My brother, who like me is highly industrious – we all were the JET (Junior Engineers and Technicians) pioneers and representatives of our secondary schools back in the day – eagerly relayed the conversation to me. “What do you feel?” he asked, enthusiastically. “Don’t you see the prospects with the opportunity a new and fair government avails?”

I cut his bubble. “Our people will not buy. They will not use.”
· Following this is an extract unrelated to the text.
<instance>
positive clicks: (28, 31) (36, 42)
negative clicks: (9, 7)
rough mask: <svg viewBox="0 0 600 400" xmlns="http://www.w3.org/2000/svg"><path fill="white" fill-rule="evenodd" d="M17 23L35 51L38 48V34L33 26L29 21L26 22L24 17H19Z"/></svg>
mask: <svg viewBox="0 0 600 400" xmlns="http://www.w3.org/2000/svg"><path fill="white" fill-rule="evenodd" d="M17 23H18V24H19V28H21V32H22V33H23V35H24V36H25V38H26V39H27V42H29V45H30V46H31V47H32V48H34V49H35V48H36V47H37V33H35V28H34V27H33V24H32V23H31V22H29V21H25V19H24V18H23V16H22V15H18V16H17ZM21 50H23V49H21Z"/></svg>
I went further to explain:

Nigerians are locked in stagnation laced with unrelenting and unending, baseless hope. It is no accident we have been serially branded the most hopeful, “e go better,” people on the planet. Nigerians will sit in darkness for years, patiently waiting for the power, “light” to come, rather than purchasing a simple rechargeable fan-lamp, talk less an inverter(+/- solar) system.  They will wait for government water, rather than dig a well. Colonized!
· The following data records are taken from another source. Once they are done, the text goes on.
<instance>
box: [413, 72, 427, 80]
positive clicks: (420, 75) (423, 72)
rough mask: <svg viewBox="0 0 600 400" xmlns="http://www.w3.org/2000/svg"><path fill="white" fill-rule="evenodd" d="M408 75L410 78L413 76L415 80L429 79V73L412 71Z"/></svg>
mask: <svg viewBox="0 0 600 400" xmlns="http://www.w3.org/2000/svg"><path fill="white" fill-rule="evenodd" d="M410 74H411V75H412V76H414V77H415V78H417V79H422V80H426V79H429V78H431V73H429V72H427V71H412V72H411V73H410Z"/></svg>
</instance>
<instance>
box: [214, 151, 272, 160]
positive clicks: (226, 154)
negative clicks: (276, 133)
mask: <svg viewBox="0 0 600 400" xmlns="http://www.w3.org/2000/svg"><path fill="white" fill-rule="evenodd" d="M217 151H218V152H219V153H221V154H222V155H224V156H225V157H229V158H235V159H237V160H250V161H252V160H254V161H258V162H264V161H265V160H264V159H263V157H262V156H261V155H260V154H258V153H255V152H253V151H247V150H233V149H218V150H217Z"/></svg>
I went on to cite several other examples including how my Kanuri friends from Borno, who I now regard as my brothers, resigned to me when I swore at them for being cowards-for not bearing arms and defending themselves against Boko Haram but rather watching as one-by-one their loved ones were killed by the cowards. “Yes we are cowards, worse than chickens,” one had admitted.
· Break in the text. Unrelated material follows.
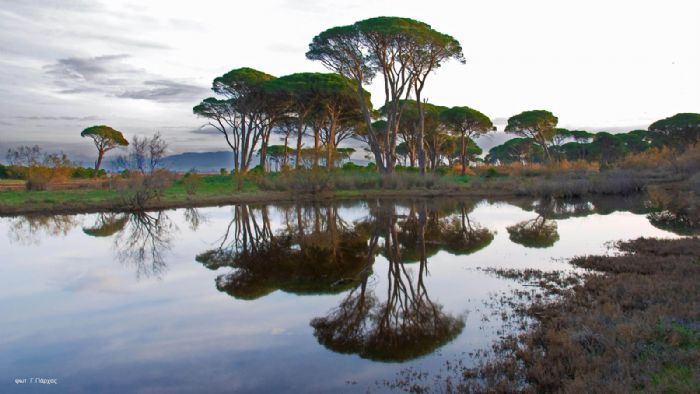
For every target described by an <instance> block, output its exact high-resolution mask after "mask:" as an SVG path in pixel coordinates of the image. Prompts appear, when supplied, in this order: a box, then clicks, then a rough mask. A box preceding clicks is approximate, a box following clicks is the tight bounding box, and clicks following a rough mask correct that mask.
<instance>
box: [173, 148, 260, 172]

It’s the same reason they put thumb down for Jonathan. They know he stole tens of billions of dollars that would have changed their lives forever, but they are stuck in a state of pestilential consumptive obduration. They have gotten so comfortable believing that so it was, so it is and so it shall continue to be, that they are afraid of change, they even resist it. “Ordinary pencil Nigeria cannot make,” is more than a mantra, it is a prescription; a policy.

Do not make it. Do not fix it. Do not change it. This is Nigeria. Simply say, “e go better,” and move on. Who do you think you are? Leave it for the government to do. Don’t challenge it!

My brother felt quite disappointed. With a deep sigh, he retired to bed. It is true.